Many people have tried to explain Crossfit to you. The workout is posted each day on a three day on, 1 day off schedule on http://www.crossfit.com
(wfs) What you see posted each is the workout that you do that day, after an appropriate warm, usually about 10-20 or so. From the Crossfit FAQ page:
The "official" CrossFit Warm-up is in the April 2003 CrossFit Journal.
3 rounds of 10-15 reps of
Samson Stretch (do the Samson Stretch once each round for 15-30 seconds)
Overhead Squat with broomstick
Note that for a workout that's dip or pullup-centric, you might want to do something else in the warmup.
I like to work on double unders as part of my warm.
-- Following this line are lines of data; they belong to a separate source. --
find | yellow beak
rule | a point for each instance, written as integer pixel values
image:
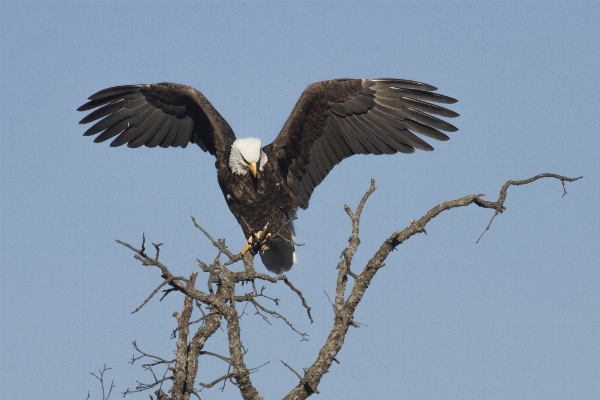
(253, 169)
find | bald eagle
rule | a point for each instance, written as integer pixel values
(264, 186)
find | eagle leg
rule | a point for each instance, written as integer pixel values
(257, 241)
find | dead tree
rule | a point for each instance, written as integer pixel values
(222, 299)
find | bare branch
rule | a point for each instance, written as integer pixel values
(344, 308)
(100, 377)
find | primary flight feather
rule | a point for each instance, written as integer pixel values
(264, 186)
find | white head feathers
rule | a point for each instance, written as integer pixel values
(244, 152)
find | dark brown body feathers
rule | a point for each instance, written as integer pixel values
(331, 121)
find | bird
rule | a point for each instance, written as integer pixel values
(264, 186)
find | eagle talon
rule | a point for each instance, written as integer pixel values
(257, 242)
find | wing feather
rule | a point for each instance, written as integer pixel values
(163, 114)
(336, 119)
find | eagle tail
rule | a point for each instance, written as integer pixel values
(279, 256)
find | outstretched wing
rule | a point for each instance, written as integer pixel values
(338, 118)
(163, 114)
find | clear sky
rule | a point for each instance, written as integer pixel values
(516, 316)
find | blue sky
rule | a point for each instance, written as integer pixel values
(514, 316)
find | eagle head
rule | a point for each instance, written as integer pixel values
(247, 155)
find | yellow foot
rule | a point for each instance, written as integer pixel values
(258, 241)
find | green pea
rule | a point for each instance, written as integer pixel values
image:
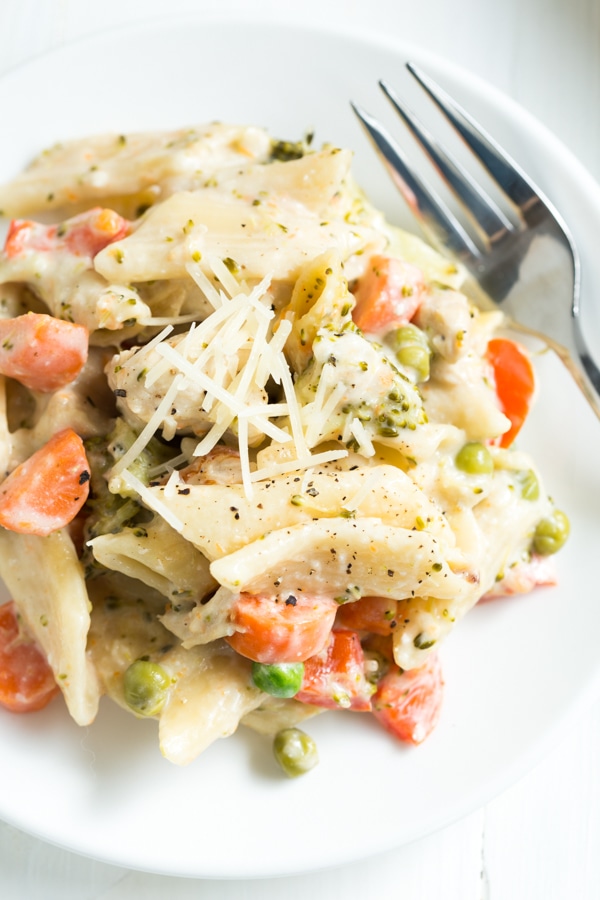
(145, 686)
(551, 533)
(295, 751)
(412, 350)
(530, 487)
(475, 459)
(280, 679)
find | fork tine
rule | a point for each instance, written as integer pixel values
(484, 212)
(428, 208)
(503, 170)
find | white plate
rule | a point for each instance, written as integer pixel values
(516, 670)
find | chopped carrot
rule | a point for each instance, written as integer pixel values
(47, 491)
(26, 680)
(378, 615)
(281, 629)
(408, 704)
(42, 352)
(527, 574)
(515, 383)
(82, 235)
(388, 295)
(335, 677)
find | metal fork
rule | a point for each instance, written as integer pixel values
(528, 267)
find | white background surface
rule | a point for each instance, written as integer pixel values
(541, 838)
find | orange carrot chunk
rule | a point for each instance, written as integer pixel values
(408, 704)
(515, 383)
(335, 677)
(281, 629)
(42, 352)
(26, 679)
(378, 615)
(47, 491)
(387, 295)
(83, 235)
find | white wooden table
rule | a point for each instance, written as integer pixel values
(540, 840)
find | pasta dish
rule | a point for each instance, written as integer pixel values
(258, 444)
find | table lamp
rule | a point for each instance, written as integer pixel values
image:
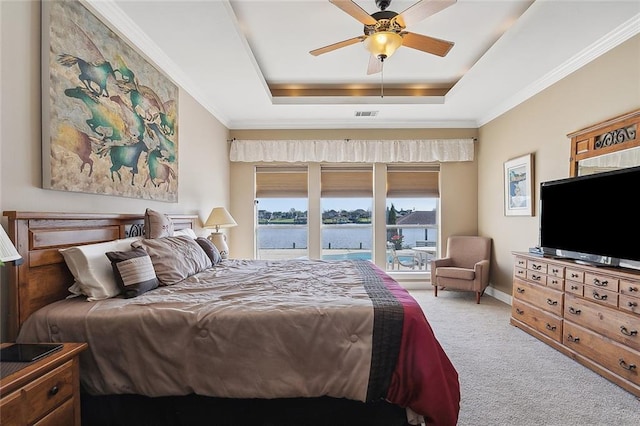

That is a good cardio pump for me.
If you are not able to do the WOD (workout of the day) as posted on the website, you should scale to your ability.
This website: http://www.crossfitbrandx.com/index..../viewforum/16/
wfs has each day's WOD scaled for "Big Dawgs", "Pack" or "Puppies". Pick a scaling level and do the WOD with good form and as intense as you are able. If you are unable to do 3 days on, 1 off then start with 1 day on, 3 off but give that one day your most intense effort. Work to 2 on, 2 off, then to 3:1.
IF YOU DO THE ABOVE, YOU WILL GET THE BENEFITS OF "30-60 MINUTES PER DAY" OF CARDIO EXERCISE AS RECOMMENDED BY YOUR DOCTOR. IT MAY NOT BE EXACTLY 30 TO 60 MINUTES, BUT YOU WILL GET THE PHYSIOLOGIC BENEFIT THAT YOUR DOCTOR RECOMMENDS. (Caps added for emphasis, pardon the "shouting")
The program will be different EACH WORKOUT. That is the benefit of the program is that you are CONSTANTLY VARYING your exercise regimen with FUNCTIONAL EXERCISE that you perform AT HIGH INTENSITY.
I know that this next suggestion will not be "free"....find a Crossfit affiliate in your area and follow their programming.